With green tea the plucked leaves are not fermented, but are subjected to steaming and parching to halt the fermentation of enzymes. Leaves are then rolled and dried prior to a final firing to halt any fermentation.


Oolong tea is in between black and green teas. Fresh tea shoots are withered outdoors for 30 to 60 minutes then withered indoors with gentle hand rolling for 6-8 hours.


Parching stops the fermentation and the leaves proceed to rolling and drying. After a final firing oolong tea is sorted and packaged into chests or bulk bags.







White teas are named for the beautiful white down covering. The leaf is known for the subtlety of their fragrance, taste and colour. White Teas originally came only from China. There is very little else that can be said about white tea that is not subject to controversy and contradiction. Even within China, there are differing opinions about what white tea is, where it can come from and how it is made. In 1772 and 1782 tea producers in the northern Fujian province of China harvested tea in early spring and carefully sun-dried the leaves for several days before being briefly roasting to remove moisture for safe storage. This process was the origin of the White tea process we know today.


Around 1922, a new type of white tea was developed. Now in addition to the buds, two leaves were plucked and processed in the same manner. This was the birth of White Peony (Bai Mu Dan).  According to some, inlcuding many tea masters in China, authentic white tea must be made only from the very first spring buds and leaves of tea from Fujian provinces. In other words white tea is a specific varietal, grown in a specific location and processed in a specifc way. There are many perspectives that challenge this definition. In the US and other western markets, white tea avoids oxidation during the gentle withering process. White Peony tea includes the leaves as well as some buds of the tea bush.


Yerba Mate comes from the plant Ilex Paraguariensis and is the beverage of choice in Argentina, Paraguay, Uruguay and the southern states of Brazil. It is becoming more mainstream and popular in Europe and North America, due to its taste profile and its health properties. It contains theobromine (also found in chocolate), theophylline (also found in green tea), more polyphenols than green tea, and loads of vitamins, minerals and amino acids! It makes a perfect alternative to coffee, since the two contain similar amounts of caffeine.
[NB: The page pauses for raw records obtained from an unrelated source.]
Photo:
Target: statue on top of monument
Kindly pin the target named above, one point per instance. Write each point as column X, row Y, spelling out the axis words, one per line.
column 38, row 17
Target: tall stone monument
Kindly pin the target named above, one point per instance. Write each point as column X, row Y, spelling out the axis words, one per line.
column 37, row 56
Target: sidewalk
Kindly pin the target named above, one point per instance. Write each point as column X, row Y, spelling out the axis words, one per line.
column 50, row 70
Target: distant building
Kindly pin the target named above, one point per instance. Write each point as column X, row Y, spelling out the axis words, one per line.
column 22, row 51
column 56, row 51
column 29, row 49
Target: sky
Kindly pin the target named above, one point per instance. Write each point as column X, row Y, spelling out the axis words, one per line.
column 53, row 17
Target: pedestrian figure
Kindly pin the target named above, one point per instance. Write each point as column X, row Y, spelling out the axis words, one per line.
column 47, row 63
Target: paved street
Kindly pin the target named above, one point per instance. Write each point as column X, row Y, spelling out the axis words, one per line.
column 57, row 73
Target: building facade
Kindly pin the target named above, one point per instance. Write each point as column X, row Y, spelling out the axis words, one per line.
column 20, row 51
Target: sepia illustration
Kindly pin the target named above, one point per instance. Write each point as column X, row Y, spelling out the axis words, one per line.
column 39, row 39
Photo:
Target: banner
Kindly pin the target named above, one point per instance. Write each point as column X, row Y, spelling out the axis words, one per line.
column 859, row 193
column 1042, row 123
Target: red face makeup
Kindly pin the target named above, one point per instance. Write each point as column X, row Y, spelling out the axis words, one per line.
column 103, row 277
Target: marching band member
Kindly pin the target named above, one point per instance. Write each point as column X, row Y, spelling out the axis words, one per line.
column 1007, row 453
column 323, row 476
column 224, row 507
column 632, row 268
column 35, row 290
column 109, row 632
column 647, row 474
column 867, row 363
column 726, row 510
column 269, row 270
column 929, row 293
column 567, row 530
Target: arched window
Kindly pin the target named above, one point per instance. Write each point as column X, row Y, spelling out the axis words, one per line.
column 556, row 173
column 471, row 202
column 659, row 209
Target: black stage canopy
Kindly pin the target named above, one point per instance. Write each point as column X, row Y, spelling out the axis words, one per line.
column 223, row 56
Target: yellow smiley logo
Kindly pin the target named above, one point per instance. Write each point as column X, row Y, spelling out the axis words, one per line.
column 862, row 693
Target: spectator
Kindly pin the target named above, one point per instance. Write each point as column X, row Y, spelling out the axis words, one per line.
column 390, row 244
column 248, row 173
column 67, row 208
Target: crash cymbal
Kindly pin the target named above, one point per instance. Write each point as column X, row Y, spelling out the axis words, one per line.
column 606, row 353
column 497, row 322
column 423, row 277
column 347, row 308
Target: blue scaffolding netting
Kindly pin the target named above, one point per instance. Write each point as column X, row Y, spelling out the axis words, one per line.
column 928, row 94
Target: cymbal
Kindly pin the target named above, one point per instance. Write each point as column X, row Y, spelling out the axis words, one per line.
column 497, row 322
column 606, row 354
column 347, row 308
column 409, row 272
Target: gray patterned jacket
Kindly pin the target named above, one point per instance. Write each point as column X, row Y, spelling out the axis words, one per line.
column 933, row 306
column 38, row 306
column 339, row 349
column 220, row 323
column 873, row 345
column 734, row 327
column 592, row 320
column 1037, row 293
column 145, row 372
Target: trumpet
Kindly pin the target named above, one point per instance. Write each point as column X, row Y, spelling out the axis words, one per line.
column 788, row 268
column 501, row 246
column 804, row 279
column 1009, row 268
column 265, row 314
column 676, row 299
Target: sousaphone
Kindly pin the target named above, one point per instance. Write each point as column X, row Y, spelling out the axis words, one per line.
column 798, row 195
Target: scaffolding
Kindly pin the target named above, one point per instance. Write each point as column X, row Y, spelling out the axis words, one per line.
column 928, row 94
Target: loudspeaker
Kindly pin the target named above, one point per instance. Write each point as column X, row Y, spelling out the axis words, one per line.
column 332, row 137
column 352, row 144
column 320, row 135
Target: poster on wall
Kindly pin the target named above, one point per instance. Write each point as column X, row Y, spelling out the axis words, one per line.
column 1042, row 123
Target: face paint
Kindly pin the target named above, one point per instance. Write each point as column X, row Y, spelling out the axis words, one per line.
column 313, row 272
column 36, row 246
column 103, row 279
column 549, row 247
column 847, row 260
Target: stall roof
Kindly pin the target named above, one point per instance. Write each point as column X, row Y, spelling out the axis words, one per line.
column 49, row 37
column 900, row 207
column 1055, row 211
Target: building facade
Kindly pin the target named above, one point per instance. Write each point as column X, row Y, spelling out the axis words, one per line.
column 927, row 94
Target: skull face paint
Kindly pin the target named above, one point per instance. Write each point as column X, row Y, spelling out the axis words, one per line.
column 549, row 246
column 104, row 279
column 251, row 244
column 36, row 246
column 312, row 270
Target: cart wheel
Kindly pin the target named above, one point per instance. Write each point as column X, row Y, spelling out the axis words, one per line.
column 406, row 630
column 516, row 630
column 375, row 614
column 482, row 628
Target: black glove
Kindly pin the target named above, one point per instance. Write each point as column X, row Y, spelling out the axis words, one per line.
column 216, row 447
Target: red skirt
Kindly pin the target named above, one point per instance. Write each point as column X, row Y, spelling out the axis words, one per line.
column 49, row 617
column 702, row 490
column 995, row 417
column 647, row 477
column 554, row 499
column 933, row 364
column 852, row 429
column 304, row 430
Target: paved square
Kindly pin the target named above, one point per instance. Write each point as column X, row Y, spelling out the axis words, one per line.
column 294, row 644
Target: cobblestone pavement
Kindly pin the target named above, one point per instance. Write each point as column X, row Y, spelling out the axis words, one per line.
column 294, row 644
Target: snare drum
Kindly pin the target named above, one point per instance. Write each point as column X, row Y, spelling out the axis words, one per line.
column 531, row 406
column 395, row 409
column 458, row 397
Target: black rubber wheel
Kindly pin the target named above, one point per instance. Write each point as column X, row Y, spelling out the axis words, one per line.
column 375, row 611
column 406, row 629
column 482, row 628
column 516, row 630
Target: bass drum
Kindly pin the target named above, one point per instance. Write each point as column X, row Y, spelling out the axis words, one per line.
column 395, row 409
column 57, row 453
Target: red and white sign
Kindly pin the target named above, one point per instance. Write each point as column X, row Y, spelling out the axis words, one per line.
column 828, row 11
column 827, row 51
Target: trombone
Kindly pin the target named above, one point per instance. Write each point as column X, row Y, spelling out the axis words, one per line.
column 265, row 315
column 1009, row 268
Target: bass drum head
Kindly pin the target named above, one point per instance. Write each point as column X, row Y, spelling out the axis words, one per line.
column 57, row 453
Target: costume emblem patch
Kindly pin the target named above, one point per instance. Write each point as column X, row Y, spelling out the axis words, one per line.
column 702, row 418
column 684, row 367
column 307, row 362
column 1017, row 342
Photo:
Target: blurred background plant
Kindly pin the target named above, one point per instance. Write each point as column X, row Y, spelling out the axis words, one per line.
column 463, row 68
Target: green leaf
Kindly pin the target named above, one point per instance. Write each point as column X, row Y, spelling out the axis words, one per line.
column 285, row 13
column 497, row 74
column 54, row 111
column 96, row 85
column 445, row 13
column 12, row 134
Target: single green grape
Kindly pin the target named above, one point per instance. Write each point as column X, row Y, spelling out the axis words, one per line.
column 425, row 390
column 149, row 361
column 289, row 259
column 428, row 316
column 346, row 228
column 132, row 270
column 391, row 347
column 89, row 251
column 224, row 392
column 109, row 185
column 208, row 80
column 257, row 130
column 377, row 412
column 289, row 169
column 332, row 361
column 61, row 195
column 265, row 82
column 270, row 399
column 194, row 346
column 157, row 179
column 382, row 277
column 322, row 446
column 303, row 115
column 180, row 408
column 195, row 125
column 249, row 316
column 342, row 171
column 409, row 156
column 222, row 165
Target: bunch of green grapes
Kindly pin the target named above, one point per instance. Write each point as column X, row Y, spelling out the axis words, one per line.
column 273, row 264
With all of these "good for you" properties, it is not surprising that interest in mate is on the rise; consider the popularity of energy drinks, vitamin waters and the ever-growing market of value-added ready to drink beverages.


The major producers of mate for export are located in the southern states of Brazil, and in Argentina. It is produced in Paraguay, but not a great deal is currently exported from there. Drinking mate in South America is a very social event. The beverage is passed around in a gourd (the "Chimarrao").


Mate is processed in a similar way to tea. There is a "crush" phase and a leaf harvesting phase, during which time leaves are put thru a metal cylinder with temperatures reaching 400°C—leaves are scorched, not burned, a process that takes place just after leaf harvesting. Product then goes thru a dryer, leaves and stems pass thru sieves and are separated from each other and sorted by particle size. The final stage is the crushing of the leaf into a powder. Like tea, "blends" are created, sourced from various regions and different harvest times. Some mate is "toasted" prior to being packed. This alters the taste profile. In Brazil, there are two types—green or "natural" mate, and the yellow "toasted" mate.